Except for persistent doubts coming from groups such as those in the Kontra-Daya Coalition and election losers, the 2010 automated election results were overwhelmingly accepted by the people. The most important election contest was the presidential election wherein President Benigno “Noynoy” Aquino III won on a landslide of almost 45% of the votes in a 10-candidate field. Some of his opponents immediately conceded the very next day on the basis of swift results from the automated system.
Most international and domestic election observers agreed to the credibility of the 2010 election results and many lauded the key role played by the automated election system to achieve this result. The Comelec Advisory Council, in its post-election report concluded as follows:
“The automation of the May 2010 elections was definitely not perfect. Smartmatic/TIM and COMELEC made mistakes throughout the entire process that gave people a reason to distrust the AES. However, the problems that arose were not severe enough to allow interested parties to manipulate the election results. Despite all its shortcomings, the AES was still able to eradicate the most damaging form of electoral fraud—the dagdag-bawas (add-subtract). While the lessons to be learned from this exercise are many, the COMELEC Advisory Council believes that the Philippines is much better off with automated elections and that manual elections are now officially a thing of the past.”

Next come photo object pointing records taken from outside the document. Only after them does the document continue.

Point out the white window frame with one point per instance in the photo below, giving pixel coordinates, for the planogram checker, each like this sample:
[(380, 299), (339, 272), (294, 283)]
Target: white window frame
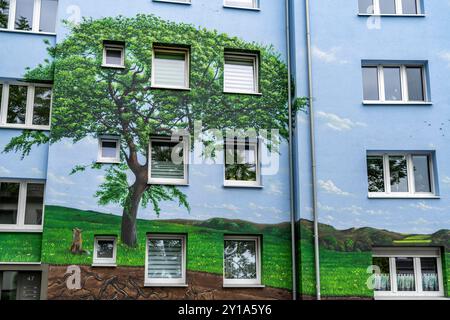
[(398, 9), (416, 254), (115, 47), (187, 60), (36, 18), (20, 226), (245, 282), (105, 262), (100, 158), (244, 57), (29, 106), (403, 84), (255, 5), (158, 282), (240, 183), (410, 175), (186, 151)]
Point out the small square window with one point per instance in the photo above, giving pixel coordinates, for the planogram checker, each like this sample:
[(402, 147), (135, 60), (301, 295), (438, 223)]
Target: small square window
[(105, 248), (170, 68), (241, 73), (242, 261), (242, 163), (114, 56), (165, 262), (109, 150), (168, 160)]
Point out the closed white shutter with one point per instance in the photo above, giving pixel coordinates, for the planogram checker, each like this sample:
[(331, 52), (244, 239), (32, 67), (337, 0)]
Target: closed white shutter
[(242, 3), (170, 69), (240, 74)]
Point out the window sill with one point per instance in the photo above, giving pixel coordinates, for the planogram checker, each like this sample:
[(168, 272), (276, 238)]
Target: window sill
[(24, 127), (255, 286), (171, 88), (393, 103), (171, 285), (241, 8), (173, 1), (419, 15), (29, 32), (258, 94), (390, 196)]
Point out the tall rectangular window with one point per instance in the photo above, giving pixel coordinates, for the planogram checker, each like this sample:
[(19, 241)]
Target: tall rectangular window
[(407, 272), (168, 160), (29, 15), (170, 68), (400, 175), (394, 84), (25, 106), (241, 73), (21, 205), (242, 260), (165, 260)]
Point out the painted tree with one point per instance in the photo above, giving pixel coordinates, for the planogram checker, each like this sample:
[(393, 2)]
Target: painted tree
[(90, 100)]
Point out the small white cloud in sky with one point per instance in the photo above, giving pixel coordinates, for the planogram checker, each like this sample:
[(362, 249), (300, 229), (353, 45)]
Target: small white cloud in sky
[(328, 56), (329, 187), (337, 123)]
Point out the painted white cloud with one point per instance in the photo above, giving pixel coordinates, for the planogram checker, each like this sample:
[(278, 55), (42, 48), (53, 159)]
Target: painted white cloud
[(328, 56), (337, 123), (329, 187)]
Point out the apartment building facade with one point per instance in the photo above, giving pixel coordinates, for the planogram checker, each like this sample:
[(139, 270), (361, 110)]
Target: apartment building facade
[(145, 149), (379, 105)]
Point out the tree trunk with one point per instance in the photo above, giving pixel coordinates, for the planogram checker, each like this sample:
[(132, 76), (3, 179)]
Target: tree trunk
[(129, 216)]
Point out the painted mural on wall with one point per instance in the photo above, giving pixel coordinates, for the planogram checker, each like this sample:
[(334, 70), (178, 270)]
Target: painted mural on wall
[(91, 101)]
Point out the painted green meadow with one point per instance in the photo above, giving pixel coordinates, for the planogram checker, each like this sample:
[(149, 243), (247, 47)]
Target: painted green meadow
[(204, 244)]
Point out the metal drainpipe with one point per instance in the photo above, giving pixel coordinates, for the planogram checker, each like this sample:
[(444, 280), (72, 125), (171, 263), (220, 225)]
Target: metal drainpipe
[(313, 150), (291, 153)]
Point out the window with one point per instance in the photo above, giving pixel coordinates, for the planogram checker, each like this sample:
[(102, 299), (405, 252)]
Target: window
[(28, 15), (170, 68), (168, 160), (105, 251), (400, 174), (25, 106), (165, 261), (241, 73), (407, 272), (242, 261), (242, 163), (21, 205), (390, 7), (394, 84), (252, 4), (108, 149), (20, 285), (114, 55)]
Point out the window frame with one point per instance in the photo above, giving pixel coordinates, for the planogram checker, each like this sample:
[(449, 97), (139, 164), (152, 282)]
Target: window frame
[(105, 262), (186, 152), (245, 282), (416, 254), (20, 225), (36, 18), (242, 183), (117, 47), (187, 61), (31, 89), (403, 84), (398, 10), (167, 282), (410, 175), (243, 56), (100, 158), (256, 5)]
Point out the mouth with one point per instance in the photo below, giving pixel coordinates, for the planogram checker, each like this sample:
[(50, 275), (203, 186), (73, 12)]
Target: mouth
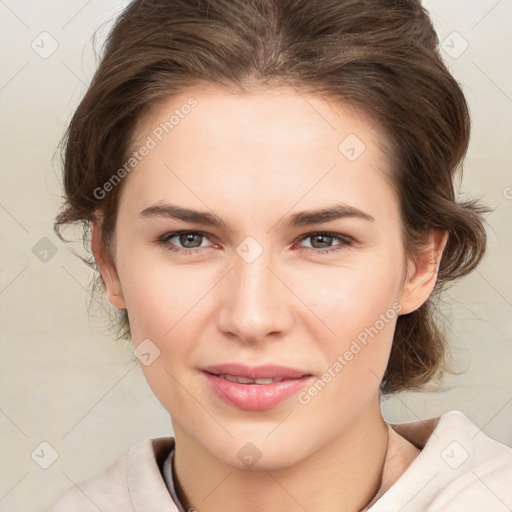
[(255, 388)]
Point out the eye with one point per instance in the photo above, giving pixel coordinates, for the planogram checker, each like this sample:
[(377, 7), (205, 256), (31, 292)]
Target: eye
[(321, 242), (190, 241)]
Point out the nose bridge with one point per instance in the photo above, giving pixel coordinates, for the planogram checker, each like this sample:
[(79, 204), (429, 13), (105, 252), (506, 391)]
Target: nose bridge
[(254, 304)]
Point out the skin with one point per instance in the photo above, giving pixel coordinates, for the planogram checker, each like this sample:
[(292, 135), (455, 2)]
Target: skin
[(253, 159)]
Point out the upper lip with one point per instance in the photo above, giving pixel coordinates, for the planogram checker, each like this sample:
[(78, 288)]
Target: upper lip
[(265, 371)]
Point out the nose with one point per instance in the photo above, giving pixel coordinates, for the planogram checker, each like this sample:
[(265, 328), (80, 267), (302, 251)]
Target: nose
[(254, 302)]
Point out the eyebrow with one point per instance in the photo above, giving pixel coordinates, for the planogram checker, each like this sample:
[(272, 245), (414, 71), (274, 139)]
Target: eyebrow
[(304, 218)]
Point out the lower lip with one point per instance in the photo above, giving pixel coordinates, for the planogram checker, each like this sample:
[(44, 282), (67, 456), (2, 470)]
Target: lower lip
[(255, 397)]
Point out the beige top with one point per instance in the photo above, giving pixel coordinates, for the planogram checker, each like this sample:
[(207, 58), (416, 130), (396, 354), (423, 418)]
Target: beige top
[(459, 469)]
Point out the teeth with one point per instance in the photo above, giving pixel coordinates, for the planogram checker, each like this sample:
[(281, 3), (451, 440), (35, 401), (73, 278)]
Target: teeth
[(245, 380)]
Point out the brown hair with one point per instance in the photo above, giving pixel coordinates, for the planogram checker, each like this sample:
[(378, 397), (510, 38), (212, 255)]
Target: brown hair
[(379, 56)]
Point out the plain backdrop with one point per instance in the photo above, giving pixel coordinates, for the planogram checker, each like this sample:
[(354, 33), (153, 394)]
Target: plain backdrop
[(66, 384)]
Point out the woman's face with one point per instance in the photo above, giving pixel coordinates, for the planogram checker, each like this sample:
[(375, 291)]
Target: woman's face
[(249, 283)]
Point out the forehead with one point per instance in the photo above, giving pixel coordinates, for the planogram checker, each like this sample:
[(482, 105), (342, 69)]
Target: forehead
[(269, 146)]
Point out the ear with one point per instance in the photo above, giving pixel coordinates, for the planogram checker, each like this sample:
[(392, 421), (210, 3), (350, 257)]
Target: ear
[(106, 266), (422, 273)]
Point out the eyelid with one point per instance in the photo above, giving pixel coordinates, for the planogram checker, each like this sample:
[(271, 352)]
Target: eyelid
[(345, 242)]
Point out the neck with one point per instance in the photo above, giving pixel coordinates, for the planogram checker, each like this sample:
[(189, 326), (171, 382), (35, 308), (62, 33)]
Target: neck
[(344, 475)]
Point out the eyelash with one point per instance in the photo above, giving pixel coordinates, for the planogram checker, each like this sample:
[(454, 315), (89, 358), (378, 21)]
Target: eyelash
[(344, 242)]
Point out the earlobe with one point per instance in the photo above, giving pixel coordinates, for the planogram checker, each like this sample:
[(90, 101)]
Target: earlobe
[(422, 273), (106, 267)]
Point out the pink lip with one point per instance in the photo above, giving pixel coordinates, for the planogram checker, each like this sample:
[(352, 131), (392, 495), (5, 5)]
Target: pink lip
[(255, 397)]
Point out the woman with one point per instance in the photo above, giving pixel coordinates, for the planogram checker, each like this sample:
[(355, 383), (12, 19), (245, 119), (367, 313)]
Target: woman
[(269, 188)]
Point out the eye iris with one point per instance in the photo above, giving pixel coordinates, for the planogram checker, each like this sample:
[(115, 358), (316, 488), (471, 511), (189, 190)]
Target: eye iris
[(189, 237), (327, 240)]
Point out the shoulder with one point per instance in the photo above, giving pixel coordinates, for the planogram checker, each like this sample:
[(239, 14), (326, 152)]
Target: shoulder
[(132, 483), (458, 468)]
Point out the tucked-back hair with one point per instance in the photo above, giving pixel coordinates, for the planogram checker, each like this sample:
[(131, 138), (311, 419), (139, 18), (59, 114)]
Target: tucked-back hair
[(380, 56)]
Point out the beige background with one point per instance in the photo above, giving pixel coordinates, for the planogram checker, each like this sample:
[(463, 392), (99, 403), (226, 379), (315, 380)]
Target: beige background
[(62, 381)]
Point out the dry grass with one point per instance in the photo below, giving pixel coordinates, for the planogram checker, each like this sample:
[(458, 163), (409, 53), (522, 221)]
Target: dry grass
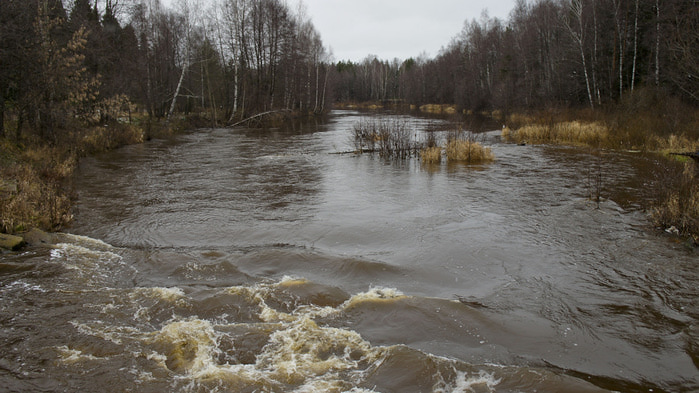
[(438, 109), (679, 206), (36, 178), (36, 195), (431, 155), (574, 133), (469, 151)]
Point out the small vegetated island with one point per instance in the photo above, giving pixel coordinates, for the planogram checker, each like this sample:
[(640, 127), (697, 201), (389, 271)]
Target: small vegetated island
[(97, 75)]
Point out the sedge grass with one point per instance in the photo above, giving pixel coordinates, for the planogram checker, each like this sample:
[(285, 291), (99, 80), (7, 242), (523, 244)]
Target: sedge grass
[(469, 151)]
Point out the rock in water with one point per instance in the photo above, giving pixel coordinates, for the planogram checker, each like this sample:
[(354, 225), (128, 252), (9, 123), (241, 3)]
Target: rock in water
[(36, 237), (11, 242)]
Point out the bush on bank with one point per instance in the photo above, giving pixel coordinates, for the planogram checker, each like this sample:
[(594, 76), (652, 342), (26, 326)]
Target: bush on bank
[(35, 176)]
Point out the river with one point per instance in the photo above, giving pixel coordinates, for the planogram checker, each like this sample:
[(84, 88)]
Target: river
[(260, 260)]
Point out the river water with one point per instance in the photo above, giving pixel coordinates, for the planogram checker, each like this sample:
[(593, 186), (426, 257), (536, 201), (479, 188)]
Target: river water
[(251, 260)]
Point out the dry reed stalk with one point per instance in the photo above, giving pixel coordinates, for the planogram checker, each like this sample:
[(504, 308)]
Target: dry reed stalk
[(431, 155), (469, 151)]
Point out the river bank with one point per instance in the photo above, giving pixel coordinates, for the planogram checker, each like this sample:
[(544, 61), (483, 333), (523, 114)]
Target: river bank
[(36, 176), (36, 190)]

The present brouhaha about the PCOS machine and the automated election system in the 2013 national and local elections should be viewed from this baseline perspective. The Supreme Court, in its second decision regarding the court case brought before it, again allowed the use of the automated election system in the current elections. The Precinct Count Optical Scanner (PCOS) machine and the Optical Mark Recognition (OMR) technology it implements are the same as in 2010, with Comelec-authorized enhancements and correction measures added.
The attitude to take, I think, is to let the Comelec do its work without undue interference and delaying, pre-judging tactics that feed on doubts and frustrations of election losers and haters of democratic elections. We should monitor the implementation of the automated election system, yes, but not solely on the basis of opinions of one set of “experts” who have their own agenda. We risk a “damn if you do, damn if you don’t” situation here.
The CBCP pastoral statement, I think, narrowly escaped this perspective.